今回紹介した作品は、朝読書や読み聞かせの候補にもできます。学級で扱う場合は児童の発達段階や人間関係に配慮し、特定の児童の出来事と結び付けたり、全員に同じ感想を求めたりしないことが大切です。
読書感想文につなげるには何を聞けばよいですか?
「一番気になった行動」「自分ならどうするか」「読む前と後で変わった考え」の中から一つを選んで聞くと、子ども自身の感想を整理しやすくなります。親が文章を作るのではなく、子どもの言葉を短くメモしておきましょう。
まとめ:低学年の道徳絵本は子どもの関心に合わせて選ぼう
小学校低学年と読む道徳絵本は、年齢や人気だけでなく、今の子どもが関心を持っているテーマから選びましょう。
- テーマから選ぶ:友達関係や学校生活など、今の子どもの関心に近い作品を選びます。
- 幼児期からの作品も候補にする:「○歳から」という表記だけで、小学生には幼いと判断する必要はありません。
- 教訓を先に説明しない:登場人物の気持ちや、自分ならどうするかを子どもの言葉で考えます。
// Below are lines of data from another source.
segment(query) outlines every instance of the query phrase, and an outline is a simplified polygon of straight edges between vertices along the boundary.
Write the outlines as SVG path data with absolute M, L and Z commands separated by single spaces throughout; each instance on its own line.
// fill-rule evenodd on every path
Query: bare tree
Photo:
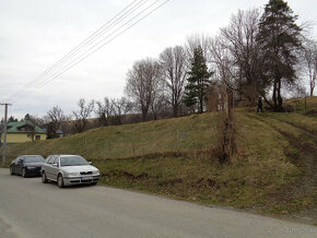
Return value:
M 303 61 L 305 72 L 309 79 L 310 97 L 314 96 L 314 90 L 317 78 L 317 44 L 313 40 L 306 39 L 303 50 Z
M 161 66 L 156 60 L 145 59 L 133 64 L 128 71 L 125 92 L 142 112 L 145 121 L 149 109 L 155 100 L 156 91 L 162 81 Z
M 126 97 L 111 99 L 113 105 L 113 121 L 115 124 L 122 124 L 124 117 L 132 110 L 132 103 Z
M 91 100 L 87 105 L 84 98 L 80 98 L 78 103 L 79 109 L 77 111 L 72 111 L 74 116 L 74 120 L 72 120 L 72 124 L 78 133 L 84 131 L 90 115 L 94 109 L 94 100 Z
M 98 116 L 99 126 L 106 127 L 109 126 L 110 118 L 114 114 L 114 105 L 111 99 L 108 97 L 104 98 L 104 102 L 96 102 L 97 108 L 95 110 Z
M 27 133 L 27 136 L 31 136 L 31 140 L 35 141 L 35 135 L 37 133 L 37 127 L 45 123 L 45 119 L 42 117 L 38 117 L 37 115 L 25 115 L 24 120 L 30 122 L 31 124 L 27 124 L 27 130 L 30 131 Z
M 48 138 L 58 138 L 58 130 L 61 130 L 61 123 L 68 121 L 70 118 L 66 116 L 59 106 L 52 107 L 44 117 L 48 123 Z
M 177 117 L 183 100 L 184 86 L 187 74 L 187 55 L 181 46 L 166 48 L 160 55 L 160 63 L 163 69 L 164 80 L 167 87 L 167 102 L 173 107 L 173 115 Z

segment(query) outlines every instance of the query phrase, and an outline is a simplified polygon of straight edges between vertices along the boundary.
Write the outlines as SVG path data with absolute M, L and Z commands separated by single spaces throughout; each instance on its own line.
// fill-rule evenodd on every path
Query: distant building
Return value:
M 19 122 L 8 122 L 7 143 L 16 144 L 28 141 L 46 140 L 46 130 L 30 120 Z M 1 144 L 3 143 L 3 130 L 1 130 Z

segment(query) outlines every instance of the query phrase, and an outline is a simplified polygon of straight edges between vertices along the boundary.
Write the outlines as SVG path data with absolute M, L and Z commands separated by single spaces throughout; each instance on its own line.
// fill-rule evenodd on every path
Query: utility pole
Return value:
M 2 167 L 5 166 L 7 156 L 7 123 L 8 123 L 8 106 L 11 104 L 0 104 L 4 106 L 4 120 L 3 120 L 3 144 L 2 144 Z

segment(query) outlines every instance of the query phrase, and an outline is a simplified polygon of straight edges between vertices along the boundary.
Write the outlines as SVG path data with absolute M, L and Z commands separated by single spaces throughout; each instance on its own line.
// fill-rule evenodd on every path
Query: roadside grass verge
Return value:
M 102 185 L 173 199 L 234 206 L 269 214 L 293 214 L 314 207 L 310 194 L 283 198 L 305 174 L 283 132 L 303 141 L 316 120 L 300 114 L 236 110 L 238 153 L 220 165 L 212 153 L 216 115 L 203 114 L 107 127 L 81 134 L 9 146 L 21 154 L 81 154 L 99 168 Z M 313 124 L 313 129 L 312 126 Z M 274 126 L 274 127 L 272 127 Z M 307 135 L 308 136 L 308 135 Z M 307 138 L 312 146 L 316 141 Z

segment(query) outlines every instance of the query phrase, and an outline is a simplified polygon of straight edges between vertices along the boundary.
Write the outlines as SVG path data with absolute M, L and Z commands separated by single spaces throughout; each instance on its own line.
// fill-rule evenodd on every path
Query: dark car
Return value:
M 20 155 L 10 165 L 10 175 L 40 176 L 40 167 L 45 162 L 40 155 Z

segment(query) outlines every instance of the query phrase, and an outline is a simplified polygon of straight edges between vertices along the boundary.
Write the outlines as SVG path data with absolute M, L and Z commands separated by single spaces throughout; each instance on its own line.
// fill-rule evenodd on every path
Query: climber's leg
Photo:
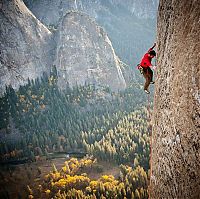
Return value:
M 144 68 L 143 76 L 146 80 L 146 82 L 144 84 L 144 91 L 149 94 L 150 92 L 149 92 L 148 88 L 149 88 L 149 84 L 151 82 L 151 76 L 148 73 L 148 68 Z

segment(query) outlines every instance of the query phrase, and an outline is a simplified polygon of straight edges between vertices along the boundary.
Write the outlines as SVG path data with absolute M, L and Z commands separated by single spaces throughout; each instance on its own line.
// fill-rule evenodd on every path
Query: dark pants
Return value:
M 146 79 L 144 90 L 148 90 L 150 82 L 153 81 L 153 71 L 149 67 L 143 68 L 143 76 Z

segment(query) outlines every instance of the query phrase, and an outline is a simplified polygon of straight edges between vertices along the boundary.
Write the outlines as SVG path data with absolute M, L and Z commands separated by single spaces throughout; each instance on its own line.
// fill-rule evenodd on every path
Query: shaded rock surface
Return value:
M 58 65 L 61 88 L 67 81 L 125 88 L 122 65 L 110 40 L 86 14 L 67 14 L 50 32 L 23 1 L 2 0 L 0 32 L 1 93 L 5 85 L 18 88 L 28 78 L 48 73 L 53 64 Z
M 154 43 L 158 0 L 24 0 L 45 25 L 54 25 L 66 12 L 87 13 L 105 28 L 126 64 L 135 66 Z
M 200 198 L 200 4 L 160 0 L 151 198 Z
M 126 87 L 122 64 L 107 34 L 86 14 L 66 14 L 58 27 L 56 43 L 60 87 L 64 88 L 66 80 L 70 85 L 84 85 L 86 81 L 113 90 Z
M 0 1 L 0 91 L 18 88 L 47 71 L 51 32 L 20 0 Z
- 感想に正解を設けない:親と違う意見や短い感想も、その子自身の読み方として受け止めます。
- 答えを急がない:読後に話したくないときは、物語を楽しむだけで終えても構いません。
最初は、思いやり・協力・個性の中から、今の子どもの生活に近いテーマを一つ選んでみてください。質問をたくさん用意するより、親子で物語や絵を楽しみ、子どもが自分から話し始めたときに耳を傾けることが、自然な対話につながります。